This work was made for my bachelor's degree thesis in Computer Science at Universidad Nacional de Rosario.
To populate Institutional Repositories with Text Learning Objects (TLO), it is important to develop tools to detect all educational digital objects that are already published on institutional web sites that could be uploaded to a repository. This recopilation is a tedious task and is usually performed manually. In this works we propose a system architecture for collecting text documents in Spanish or English to assist the manager of institutional repositories in the recopilation task of TLO's within a restricted website. Thus, plausible documents to be uploaded to a repository can be detected. Also, its metadata such as title, category, author, language, keywords and relevant contact data, are automatically extracted in order to ask the author for the publication of his/her document. A prototype of this system was developed and a case study at Universidad Nacional de Rosario (UNR) is analyzed.

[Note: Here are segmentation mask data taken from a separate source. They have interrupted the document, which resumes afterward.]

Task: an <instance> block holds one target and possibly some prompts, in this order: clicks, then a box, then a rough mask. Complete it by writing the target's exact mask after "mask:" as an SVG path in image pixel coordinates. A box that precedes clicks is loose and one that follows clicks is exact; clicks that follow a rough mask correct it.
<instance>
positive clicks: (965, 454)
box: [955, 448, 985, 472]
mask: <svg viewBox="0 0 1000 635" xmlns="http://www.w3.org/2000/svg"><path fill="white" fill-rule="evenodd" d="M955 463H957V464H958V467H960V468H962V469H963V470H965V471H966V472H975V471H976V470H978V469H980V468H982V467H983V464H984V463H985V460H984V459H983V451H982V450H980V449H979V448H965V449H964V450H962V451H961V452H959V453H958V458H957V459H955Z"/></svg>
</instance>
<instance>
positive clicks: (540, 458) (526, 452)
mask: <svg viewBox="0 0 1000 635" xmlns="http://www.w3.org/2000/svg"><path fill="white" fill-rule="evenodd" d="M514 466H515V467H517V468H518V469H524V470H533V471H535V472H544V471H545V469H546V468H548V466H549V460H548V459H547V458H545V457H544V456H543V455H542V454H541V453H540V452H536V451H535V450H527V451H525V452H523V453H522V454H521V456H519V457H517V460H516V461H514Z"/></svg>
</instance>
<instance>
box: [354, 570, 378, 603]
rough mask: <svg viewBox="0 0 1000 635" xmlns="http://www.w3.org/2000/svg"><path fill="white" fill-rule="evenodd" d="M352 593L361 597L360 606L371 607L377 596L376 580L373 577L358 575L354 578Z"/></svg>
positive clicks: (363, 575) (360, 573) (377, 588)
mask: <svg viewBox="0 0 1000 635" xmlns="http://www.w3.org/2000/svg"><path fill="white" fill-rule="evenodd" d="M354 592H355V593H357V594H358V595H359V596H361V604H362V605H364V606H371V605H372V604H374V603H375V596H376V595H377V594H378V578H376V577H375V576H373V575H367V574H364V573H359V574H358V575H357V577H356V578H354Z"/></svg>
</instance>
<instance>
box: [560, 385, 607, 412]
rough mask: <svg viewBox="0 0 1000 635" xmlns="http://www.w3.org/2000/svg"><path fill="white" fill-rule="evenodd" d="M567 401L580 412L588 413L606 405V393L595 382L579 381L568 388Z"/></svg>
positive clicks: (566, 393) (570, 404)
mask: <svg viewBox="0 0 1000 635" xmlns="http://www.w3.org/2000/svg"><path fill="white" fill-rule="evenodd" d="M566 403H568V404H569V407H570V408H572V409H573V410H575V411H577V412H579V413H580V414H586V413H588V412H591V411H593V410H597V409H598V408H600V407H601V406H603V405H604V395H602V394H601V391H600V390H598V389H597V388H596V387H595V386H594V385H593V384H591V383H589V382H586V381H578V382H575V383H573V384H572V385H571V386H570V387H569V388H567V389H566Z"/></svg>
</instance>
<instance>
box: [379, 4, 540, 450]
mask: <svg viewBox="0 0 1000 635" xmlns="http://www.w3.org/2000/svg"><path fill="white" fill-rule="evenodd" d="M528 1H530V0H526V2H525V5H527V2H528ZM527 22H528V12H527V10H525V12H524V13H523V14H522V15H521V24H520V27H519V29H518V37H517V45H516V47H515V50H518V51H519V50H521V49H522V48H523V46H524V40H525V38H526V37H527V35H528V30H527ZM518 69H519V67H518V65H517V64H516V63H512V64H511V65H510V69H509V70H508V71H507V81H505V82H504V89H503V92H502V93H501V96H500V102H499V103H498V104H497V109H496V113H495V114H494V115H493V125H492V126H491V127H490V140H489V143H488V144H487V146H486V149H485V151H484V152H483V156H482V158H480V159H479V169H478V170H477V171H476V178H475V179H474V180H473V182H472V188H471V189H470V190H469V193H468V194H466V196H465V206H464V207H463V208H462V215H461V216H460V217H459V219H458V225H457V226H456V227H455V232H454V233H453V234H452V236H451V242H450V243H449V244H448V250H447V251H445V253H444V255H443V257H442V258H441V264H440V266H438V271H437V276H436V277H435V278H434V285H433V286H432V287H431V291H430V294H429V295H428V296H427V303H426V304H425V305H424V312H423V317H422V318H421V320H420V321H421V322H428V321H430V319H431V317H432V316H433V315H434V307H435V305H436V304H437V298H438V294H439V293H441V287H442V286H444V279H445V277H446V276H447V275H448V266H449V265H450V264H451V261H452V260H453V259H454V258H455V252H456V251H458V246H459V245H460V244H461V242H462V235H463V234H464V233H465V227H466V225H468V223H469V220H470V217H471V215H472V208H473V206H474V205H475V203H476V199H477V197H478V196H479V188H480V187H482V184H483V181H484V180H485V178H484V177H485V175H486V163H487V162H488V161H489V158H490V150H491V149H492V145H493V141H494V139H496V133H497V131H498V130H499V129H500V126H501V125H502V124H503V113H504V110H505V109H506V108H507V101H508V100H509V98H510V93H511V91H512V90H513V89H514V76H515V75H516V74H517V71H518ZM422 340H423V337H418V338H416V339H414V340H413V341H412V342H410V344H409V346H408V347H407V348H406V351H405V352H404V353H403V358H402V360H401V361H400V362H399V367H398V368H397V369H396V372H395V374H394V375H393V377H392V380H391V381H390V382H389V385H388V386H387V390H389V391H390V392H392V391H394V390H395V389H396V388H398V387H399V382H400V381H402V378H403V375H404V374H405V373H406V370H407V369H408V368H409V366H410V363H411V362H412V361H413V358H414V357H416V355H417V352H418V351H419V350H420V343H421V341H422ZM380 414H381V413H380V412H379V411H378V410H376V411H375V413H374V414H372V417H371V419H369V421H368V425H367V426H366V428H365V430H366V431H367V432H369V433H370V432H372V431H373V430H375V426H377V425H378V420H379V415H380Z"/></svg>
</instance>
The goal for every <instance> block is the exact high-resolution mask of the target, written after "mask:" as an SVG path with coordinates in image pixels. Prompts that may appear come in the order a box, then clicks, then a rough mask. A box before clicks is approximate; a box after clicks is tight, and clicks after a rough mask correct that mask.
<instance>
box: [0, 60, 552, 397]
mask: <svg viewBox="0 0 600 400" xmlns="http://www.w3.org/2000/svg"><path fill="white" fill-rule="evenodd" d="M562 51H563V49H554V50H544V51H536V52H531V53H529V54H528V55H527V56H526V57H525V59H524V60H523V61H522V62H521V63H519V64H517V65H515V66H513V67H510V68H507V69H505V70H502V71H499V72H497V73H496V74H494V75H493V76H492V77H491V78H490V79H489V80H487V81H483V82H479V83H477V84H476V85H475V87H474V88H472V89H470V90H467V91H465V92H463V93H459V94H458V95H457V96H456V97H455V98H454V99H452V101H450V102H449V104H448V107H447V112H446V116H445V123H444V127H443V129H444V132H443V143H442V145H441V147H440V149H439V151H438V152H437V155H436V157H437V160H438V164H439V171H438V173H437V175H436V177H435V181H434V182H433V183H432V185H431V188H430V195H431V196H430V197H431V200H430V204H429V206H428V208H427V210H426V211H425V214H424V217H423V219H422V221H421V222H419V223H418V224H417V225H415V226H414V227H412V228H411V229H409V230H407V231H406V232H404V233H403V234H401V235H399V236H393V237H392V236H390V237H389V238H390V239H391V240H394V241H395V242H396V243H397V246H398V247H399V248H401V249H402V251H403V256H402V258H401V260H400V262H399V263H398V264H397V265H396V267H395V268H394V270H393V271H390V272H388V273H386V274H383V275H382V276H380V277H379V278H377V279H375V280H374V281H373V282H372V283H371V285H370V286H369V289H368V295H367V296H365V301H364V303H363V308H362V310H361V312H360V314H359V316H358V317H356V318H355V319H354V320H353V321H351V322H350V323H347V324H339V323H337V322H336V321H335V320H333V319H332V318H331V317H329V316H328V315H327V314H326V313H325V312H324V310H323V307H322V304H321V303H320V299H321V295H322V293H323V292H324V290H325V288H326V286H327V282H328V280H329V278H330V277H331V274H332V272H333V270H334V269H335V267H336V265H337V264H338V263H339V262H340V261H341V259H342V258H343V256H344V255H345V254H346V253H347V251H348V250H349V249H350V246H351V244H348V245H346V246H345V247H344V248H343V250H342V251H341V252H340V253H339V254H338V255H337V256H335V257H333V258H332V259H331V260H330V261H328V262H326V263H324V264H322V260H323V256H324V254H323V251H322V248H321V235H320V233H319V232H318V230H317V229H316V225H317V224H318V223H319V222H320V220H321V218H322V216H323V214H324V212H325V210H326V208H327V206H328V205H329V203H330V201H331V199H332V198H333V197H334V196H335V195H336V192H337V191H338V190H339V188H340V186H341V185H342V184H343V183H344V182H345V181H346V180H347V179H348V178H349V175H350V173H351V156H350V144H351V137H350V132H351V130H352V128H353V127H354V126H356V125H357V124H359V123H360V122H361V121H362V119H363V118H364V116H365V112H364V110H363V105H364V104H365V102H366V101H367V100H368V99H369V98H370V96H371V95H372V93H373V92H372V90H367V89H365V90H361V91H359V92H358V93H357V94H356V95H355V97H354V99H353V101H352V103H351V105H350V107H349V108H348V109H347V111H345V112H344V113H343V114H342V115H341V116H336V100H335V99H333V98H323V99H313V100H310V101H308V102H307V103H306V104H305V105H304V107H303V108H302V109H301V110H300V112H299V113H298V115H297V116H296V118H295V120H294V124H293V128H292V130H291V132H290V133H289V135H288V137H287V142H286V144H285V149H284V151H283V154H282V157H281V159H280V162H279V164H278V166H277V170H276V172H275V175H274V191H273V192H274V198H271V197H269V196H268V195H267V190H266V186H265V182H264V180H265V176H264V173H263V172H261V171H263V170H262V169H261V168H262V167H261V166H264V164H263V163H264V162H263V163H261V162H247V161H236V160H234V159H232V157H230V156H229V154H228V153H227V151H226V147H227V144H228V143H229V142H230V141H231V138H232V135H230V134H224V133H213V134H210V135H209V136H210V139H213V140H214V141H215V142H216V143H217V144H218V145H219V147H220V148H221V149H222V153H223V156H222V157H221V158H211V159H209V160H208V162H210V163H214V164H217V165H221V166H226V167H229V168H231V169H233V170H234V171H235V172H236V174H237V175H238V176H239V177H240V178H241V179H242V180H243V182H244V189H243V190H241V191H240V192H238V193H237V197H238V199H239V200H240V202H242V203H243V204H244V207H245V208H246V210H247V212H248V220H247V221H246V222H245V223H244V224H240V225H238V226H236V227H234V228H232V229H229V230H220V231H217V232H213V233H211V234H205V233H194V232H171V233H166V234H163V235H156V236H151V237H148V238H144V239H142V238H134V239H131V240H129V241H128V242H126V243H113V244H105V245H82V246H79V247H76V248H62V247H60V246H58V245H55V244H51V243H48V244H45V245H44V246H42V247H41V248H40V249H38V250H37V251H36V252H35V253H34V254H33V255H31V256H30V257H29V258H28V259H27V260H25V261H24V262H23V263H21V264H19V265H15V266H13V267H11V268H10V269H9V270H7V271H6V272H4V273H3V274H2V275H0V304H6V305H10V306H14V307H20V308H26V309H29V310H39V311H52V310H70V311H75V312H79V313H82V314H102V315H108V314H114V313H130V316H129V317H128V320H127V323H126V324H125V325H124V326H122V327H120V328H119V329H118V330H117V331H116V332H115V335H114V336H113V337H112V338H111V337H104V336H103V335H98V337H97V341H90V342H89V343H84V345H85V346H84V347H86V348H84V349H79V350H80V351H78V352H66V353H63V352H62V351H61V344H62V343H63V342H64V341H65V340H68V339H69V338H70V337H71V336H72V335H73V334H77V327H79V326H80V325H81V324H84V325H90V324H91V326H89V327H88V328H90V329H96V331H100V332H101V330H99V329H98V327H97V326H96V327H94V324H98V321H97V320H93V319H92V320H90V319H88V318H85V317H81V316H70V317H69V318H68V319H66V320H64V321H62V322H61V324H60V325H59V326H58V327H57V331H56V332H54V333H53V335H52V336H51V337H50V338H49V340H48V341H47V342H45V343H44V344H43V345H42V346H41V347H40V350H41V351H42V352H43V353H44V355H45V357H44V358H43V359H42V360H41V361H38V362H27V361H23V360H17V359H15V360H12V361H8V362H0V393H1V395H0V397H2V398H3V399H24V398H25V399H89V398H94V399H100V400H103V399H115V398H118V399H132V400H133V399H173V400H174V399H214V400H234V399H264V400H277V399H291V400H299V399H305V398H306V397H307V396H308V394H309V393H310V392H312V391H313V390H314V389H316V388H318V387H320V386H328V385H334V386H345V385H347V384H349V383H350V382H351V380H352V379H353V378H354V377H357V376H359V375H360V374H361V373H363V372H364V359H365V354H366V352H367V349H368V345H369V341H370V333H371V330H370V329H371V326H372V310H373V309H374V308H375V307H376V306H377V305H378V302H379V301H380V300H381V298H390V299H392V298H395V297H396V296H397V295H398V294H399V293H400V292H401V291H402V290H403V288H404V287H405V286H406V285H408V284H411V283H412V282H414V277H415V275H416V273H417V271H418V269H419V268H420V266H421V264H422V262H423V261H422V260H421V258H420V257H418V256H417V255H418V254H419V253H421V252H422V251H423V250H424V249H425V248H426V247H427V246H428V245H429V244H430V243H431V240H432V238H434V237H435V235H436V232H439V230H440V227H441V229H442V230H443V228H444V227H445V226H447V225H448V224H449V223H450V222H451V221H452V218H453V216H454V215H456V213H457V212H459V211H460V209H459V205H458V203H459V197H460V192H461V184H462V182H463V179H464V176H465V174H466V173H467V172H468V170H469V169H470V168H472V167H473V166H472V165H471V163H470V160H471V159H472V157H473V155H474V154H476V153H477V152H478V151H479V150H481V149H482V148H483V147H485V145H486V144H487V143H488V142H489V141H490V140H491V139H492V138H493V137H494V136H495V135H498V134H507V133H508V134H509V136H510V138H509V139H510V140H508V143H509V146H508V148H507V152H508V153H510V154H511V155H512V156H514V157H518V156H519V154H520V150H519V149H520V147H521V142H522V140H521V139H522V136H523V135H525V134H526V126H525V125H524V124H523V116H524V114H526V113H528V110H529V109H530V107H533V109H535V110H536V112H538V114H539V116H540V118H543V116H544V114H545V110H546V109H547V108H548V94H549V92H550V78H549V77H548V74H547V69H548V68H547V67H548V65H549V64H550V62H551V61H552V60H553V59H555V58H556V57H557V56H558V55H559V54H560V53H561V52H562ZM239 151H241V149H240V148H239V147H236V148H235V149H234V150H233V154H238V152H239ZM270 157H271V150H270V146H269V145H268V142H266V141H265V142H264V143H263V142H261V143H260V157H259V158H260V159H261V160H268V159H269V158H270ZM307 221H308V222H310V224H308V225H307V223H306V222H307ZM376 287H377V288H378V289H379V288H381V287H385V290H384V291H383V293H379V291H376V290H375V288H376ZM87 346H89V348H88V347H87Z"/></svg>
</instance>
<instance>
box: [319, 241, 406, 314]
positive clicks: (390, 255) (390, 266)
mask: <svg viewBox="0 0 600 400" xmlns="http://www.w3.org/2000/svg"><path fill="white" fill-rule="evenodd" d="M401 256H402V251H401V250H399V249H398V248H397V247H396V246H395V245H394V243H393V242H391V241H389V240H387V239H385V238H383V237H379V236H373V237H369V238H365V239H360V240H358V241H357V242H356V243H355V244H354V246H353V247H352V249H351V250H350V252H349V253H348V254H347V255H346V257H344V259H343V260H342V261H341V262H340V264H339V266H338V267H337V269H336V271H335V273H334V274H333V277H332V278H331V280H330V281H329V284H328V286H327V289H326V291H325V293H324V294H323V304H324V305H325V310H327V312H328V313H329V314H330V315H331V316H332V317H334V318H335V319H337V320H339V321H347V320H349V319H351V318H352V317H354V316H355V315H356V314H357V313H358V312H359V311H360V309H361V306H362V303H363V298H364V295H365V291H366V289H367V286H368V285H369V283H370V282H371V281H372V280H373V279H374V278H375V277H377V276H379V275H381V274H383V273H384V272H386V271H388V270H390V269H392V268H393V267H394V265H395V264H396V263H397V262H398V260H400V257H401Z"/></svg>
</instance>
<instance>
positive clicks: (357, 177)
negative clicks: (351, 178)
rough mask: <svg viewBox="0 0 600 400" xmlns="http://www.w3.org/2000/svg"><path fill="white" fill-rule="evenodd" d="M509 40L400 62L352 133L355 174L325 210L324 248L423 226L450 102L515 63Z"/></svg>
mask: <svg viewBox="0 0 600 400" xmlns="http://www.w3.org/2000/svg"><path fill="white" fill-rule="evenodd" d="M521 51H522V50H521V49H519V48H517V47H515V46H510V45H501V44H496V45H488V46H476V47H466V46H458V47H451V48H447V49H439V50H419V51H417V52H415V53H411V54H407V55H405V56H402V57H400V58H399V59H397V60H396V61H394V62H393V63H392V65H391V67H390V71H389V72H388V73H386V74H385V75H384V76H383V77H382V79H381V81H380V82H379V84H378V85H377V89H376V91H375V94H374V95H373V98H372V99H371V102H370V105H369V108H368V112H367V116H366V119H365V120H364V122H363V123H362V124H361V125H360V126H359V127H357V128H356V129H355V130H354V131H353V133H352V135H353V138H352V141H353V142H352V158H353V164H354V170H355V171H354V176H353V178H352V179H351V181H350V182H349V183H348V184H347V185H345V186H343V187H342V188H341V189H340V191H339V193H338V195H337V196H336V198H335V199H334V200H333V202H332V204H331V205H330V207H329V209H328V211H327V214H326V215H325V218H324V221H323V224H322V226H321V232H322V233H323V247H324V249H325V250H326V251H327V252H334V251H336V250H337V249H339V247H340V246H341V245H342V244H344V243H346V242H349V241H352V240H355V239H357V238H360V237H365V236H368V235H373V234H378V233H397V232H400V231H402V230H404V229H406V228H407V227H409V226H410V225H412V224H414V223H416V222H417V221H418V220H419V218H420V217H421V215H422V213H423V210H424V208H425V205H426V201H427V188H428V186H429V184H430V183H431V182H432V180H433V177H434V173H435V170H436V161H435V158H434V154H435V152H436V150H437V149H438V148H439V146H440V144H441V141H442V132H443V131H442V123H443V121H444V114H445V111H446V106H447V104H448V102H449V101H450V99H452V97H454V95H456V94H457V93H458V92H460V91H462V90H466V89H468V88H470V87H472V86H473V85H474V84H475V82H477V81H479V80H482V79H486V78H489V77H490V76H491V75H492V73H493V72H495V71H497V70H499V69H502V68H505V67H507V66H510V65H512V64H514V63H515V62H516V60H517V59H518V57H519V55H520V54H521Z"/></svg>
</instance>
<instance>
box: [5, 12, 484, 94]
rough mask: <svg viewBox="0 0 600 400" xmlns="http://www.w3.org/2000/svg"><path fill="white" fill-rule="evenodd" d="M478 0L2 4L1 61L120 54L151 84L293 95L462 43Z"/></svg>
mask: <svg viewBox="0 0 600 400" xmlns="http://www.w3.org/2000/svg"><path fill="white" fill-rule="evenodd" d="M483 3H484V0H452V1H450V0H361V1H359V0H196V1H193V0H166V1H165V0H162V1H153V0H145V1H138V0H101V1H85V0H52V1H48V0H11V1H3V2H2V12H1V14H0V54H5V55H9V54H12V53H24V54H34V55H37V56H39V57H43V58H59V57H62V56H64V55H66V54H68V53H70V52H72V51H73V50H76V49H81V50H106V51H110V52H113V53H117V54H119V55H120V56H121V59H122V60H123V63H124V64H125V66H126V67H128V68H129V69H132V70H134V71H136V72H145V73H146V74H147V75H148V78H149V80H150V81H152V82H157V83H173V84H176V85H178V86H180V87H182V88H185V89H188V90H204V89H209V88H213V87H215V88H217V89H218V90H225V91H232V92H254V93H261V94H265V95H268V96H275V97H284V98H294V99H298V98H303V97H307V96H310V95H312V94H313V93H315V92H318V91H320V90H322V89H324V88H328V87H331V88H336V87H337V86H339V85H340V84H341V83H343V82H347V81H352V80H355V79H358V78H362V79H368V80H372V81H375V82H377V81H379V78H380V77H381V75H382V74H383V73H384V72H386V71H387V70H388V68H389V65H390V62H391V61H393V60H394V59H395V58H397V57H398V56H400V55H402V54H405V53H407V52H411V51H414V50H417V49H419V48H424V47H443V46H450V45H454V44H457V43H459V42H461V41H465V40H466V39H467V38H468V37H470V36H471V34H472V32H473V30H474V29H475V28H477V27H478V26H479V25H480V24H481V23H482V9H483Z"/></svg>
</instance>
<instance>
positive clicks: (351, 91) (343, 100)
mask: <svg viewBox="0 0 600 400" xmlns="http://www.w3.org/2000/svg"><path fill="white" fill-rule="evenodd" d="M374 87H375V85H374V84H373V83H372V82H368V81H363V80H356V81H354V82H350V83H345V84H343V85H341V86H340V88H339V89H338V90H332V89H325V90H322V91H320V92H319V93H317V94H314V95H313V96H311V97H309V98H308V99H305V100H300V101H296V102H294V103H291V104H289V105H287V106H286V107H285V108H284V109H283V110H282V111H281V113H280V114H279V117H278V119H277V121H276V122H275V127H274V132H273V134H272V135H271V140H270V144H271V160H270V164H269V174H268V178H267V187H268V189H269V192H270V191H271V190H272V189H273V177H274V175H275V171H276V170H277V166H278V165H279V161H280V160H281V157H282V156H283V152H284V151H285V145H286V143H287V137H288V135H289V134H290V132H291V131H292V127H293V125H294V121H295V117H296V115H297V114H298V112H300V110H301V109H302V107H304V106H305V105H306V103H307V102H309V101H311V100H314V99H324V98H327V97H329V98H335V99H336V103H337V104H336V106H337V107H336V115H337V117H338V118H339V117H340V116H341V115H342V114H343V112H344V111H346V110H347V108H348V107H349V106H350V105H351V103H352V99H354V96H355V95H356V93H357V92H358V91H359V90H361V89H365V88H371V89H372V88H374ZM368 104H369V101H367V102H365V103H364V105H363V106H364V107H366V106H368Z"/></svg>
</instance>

Under the /Doc folder a paper about this work (english version) and the complete spanish version can be found.
The system can be configured from the Parameters.xml file. Inside the << SEEDS >> tag under the << crawlerParameters >> tag, URL's to crawl are expected (common separated values). This ones are crawled looking for PDF files, which are downloaded and processed to extract its metadata with differents tools. The web site structure is persisted in a graph database using Neo4j.
The correct use of << postCrawlGraphTraversal >> and << postCrawlLabeling >> values are explained in the Doc.
There are three local configurations which are mandatory to execute the program:
- Neo4j Home Installation Directory must be included under << parsCit_Home >> tag. More info at http://www.neo4j.org/
- ParsCit Home Installation Directory must be included under << parsCit_Home >> tag. More info at http://aye.comp.nus.edu.sg/parsCit/
- Valid Alchemy API activation key must be included under << alchemyApiKey >> tag. A Quote limited key can be freely requested at http://www.alchemyapi.com/